The dog had eaten my homework and my memory had stopped working from shock.

  “ ‘Sure’ about what? Monsieur Necker expects Miss Loring!”

  “Well, that’s tough, but when the doctors all say you can’t fly, you can’t fly. You understand that as well as I do, Gabrielle, and thanks for all the magnificent flowers, they’re incredible, even if you sent them to the wrong person. I’ll tell Justine how beautiful they are when I phone her.” Right! A monster ear infection. It all came back to me in a glorious flash. All, that is, except why she hadn’t sent the fax.

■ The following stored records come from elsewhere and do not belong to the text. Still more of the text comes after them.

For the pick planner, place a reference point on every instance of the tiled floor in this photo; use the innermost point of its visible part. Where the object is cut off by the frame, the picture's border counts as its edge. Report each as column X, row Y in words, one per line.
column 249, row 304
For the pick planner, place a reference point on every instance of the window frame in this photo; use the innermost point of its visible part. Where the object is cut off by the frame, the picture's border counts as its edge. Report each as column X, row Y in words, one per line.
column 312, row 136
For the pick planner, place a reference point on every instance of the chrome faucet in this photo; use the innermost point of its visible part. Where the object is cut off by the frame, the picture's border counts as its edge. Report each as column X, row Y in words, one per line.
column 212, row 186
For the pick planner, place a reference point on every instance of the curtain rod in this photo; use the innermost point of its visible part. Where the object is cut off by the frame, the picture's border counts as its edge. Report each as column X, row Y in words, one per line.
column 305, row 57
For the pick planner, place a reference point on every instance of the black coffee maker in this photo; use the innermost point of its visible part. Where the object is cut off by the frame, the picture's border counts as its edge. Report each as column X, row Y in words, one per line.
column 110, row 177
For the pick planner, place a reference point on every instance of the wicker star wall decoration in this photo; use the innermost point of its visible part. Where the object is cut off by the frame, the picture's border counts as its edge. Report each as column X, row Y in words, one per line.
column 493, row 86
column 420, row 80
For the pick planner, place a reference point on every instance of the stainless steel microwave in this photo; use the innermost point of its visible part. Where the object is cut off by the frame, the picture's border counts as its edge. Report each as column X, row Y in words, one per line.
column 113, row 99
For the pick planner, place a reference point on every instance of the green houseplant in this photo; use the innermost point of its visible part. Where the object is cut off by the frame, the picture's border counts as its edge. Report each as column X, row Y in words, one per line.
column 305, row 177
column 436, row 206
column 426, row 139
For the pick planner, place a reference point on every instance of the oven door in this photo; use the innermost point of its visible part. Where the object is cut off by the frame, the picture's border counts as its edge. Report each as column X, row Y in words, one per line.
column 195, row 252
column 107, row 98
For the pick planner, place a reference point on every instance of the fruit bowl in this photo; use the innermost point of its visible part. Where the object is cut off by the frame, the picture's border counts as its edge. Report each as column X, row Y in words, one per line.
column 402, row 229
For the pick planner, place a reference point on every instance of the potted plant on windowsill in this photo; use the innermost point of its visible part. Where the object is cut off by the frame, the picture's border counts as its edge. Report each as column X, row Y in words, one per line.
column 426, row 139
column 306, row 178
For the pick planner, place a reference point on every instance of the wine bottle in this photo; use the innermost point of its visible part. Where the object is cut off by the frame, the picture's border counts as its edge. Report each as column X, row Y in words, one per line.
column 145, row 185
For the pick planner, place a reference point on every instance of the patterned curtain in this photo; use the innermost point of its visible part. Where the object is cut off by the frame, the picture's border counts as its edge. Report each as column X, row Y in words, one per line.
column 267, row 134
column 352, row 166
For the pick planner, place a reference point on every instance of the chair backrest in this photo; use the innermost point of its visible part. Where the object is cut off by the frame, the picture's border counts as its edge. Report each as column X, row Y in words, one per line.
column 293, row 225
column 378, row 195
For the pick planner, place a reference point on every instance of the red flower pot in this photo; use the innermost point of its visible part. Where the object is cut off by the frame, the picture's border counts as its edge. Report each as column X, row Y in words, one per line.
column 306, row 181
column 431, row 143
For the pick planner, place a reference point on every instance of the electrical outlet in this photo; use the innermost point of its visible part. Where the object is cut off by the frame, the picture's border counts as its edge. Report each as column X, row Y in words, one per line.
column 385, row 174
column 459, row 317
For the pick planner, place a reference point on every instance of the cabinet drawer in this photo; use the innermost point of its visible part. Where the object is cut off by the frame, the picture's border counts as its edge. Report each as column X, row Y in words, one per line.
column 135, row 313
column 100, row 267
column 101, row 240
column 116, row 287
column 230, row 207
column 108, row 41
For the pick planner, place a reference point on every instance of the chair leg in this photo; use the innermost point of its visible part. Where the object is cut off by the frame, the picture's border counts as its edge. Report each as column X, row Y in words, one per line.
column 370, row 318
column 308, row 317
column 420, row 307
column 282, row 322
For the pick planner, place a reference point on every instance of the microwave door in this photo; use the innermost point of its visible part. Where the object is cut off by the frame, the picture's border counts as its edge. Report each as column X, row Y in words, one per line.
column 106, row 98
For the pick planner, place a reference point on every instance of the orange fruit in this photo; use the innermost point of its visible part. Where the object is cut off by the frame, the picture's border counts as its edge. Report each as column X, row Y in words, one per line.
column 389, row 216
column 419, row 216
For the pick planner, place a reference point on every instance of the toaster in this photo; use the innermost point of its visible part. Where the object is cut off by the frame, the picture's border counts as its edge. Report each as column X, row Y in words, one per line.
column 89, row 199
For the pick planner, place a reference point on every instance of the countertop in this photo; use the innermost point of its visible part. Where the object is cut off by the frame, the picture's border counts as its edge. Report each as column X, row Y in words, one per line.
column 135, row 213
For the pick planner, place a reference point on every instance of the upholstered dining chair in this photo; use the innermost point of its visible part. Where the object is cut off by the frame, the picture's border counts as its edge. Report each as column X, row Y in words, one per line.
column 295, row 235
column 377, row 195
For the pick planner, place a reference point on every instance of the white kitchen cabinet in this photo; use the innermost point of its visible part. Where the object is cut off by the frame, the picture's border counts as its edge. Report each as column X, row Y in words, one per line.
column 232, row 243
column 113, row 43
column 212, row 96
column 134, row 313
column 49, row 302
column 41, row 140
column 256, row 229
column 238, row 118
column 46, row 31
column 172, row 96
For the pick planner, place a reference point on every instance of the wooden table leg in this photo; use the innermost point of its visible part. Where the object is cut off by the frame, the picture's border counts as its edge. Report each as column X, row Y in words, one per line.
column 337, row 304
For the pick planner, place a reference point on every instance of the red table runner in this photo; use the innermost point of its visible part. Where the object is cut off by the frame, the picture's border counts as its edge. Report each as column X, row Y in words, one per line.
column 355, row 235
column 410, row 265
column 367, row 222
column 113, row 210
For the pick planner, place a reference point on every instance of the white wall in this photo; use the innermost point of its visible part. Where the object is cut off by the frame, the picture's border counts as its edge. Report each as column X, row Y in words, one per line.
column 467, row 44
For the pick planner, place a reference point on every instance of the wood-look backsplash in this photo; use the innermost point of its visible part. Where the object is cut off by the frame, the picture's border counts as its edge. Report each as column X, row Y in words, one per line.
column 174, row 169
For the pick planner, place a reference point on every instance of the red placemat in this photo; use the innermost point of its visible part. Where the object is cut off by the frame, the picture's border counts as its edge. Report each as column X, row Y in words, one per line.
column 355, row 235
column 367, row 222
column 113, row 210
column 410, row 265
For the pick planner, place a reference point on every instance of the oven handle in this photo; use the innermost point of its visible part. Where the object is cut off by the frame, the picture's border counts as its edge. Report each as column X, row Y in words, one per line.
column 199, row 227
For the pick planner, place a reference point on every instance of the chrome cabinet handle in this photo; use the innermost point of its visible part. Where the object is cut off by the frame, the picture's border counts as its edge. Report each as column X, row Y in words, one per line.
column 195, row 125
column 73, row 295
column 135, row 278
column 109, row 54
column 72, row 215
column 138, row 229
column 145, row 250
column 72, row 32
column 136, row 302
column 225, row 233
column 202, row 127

  “We’d better both pray that the antibiotics work,” I added, “and that she recovers quickly enough to come over here before the collection. Those ear infections are dangerous, don’t you agree, Gabrielle?” When I’ve got trouble I always try to make it the other guy’s problem too.

  “Come on in girls, for heaven’s sake,” I babbled on. “Gabrielle doesn’t want you to stand there in the cold, do you, Gabrielle?” I shooed them inside before she could answer. “The important thing is that the girls are here, safe and sound, isn’t that right, Gabrielle?”

  “Of course,” she answered, transforming herself back into the smoothie I remembered. “Welcome to Paris, all three of you. I’m enchanted that you’re here.”

  As she shook their hands I observed her body language and decided that she didn’t have an idea of what Necker was up to. She still looked slightly miffed at the change of chaperone to one of a lower status, but not one tenth of one percent as upset as her boss was going to be. What I was burning to know was how Justine could have screwed me like this. She’d sworn that she was going to send the fax once our plane took off. What the bloody hell could possibly have stopped her?

  “Monsieur Necker is waiting to greet you upstairs,” Gabrielle informed us. “We’ll take the elevator.” Only then did I look around and realize that we were standing in a room with a black and white marble floor and the dimensions of a ballroom that could only be the entrance hall to the largest and grandest private house I’d ever seen. Since there was a staircase curving up against one wall, the sort of majestic staircase you’ve seen in the White House, with a presidential couple descending to greet distinguished guests, I didn’t see why we couldn’t walk up. Especially since it would take longer. Even one second longer was better. Never would be an ideal time for me to meet Necker, but the manservant was already taking our coats.